Эми рассказывала мне, что Сэнди говорила о том, насколько жизнь стала труднее с тех пор, как Питер заболел. Она была и опечалена, и сердита на Питера за то, что он не обратился к терапевту раньше. Она сказала, что, когда они ссорились, Питер обычно уходил в свою комнату, играл на гитаре, а потом выходил и спокойно обсуждал их проблемы. Создавалось впечатление, что они оба немного стеснялись эмоциональных проявлений. Сэнди сказала, что темперамент ее старшего мальчика иногда несовместим с ее собственным. Младший из детей, по ее словам, сидит во главе обеденного стола, а спит в детской кроватке в их спальне. Выяснилось, что для семьи была характерна установка на то, чтобы быть любящими, в то время как необузданные и нежные эмоции или выражения Чувств были где-то спрятаны и ждали своего проявления.

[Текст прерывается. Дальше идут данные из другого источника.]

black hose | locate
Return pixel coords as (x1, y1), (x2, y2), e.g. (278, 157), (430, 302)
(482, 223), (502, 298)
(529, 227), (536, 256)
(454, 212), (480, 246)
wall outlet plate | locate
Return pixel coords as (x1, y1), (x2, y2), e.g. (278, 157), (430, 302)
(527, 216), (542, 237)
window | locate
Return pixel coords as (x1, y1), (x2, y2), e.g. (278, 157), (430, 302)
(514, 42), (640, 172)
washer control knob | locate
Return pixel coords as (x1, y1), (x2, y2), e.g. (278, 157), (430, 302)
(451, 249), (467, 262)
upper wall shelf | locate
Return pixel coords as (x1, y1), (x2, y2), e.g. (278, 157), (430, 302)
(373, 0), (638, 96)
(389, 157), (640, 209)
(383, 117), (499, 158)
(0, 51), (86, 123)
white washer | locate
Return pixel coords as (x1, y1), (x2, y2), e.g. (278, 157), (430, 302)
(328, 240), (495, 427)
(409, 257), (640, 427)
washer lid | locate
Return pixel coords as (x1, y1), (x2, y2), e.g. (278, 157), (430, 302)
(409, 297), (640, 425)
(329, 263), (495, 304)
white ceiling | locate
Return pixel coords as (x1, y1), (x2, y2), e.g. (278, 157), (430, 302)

Когда Эми спросила Сэнди, чего бы ей хотелось в жизни, она, как и Питер, ответила, что хочет проработать вопросы их взаимоотношений и обрести любовь, которая, как она чувствовала, в них таилась. Она говорила о Питере с любовью, ее глаза сияли; Сэнди показала Эми фотографии, на которых он был запечатлен играющим с детьми, и сказала, что никогда не смогла бы быть такой чувствительной и раскованной, как удавалось ему. То, что и она, и Питер имели общей целью работу над своими взаимоотношениями, было хорошим знаком.
Эми рассказывала, что после третьего сеанса, когда Питер начал проявлять потребность в большей чувствительности, Сэнди впала в депрессию, потому что она никогда не училась выражать свои самые нежные чувства. Казалось, она этого стесняется. Фактически в то время для нее было нетипичым проявление своих нежных чувств. Ей явно было предопределено пользоваться своей силой. Эми поддерживала ее в желании соединять силу с мужеством, когда она доводила до медицинского персонала свои собственные идеи по поводу того, как следует лечить ее мужа. В тот момент ей нужно было сражаться, а не чувствовать.